EdgeNet : Encoder-decoder generative Network for Auction Design in E-commerce Online Advertising
This addresses auction design for e-commerce advertising platforms, but it appears incremental as it extends existing neural auction frameworks.
The paper tackles the problem of auction design in e-commerce online advertising by proposing EdgeNet, an encoder-decoder generative network that breaks the neural auction paradigm of Generalized-Second-Price (GSP) to improve data utilization efficiency while ensuring economic characteristics, demonstrating potential in enhancing user experience and platform revenue.
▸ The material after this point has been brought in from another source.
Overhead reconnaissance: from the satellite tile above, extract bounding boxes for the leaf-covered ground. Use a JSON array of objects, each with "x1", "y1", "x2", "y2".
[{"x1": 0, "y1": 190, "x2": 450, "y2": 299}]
We present a new encoder-decoder generative network dubbed EdgeNet, which introduces a novel encoder-decoder framework for data-driven auction design in online e-commerce advertising. We break the neural auction paradigm of Generalized-Second-Price(GSP), and improve the utilization efficiency of data while ensuring the economic characteristics of the auction mechanism. Specifically, EdgeNet introduces a transformer-based encoder to better capture the mutual influence among different candidate advertisements. In contrast to GSP based neural auction model, we design an autoregressive decoder to better utilize the rich context information in online advertising auctions. EdgeNet is conceptually simple and easy to extend to the existing end-to-end neural auction framework. We validate the efficiency of EdgeNet on a wide range of e-commercial advertising auction, demonstrating its potential in improving user experience and platform revenue.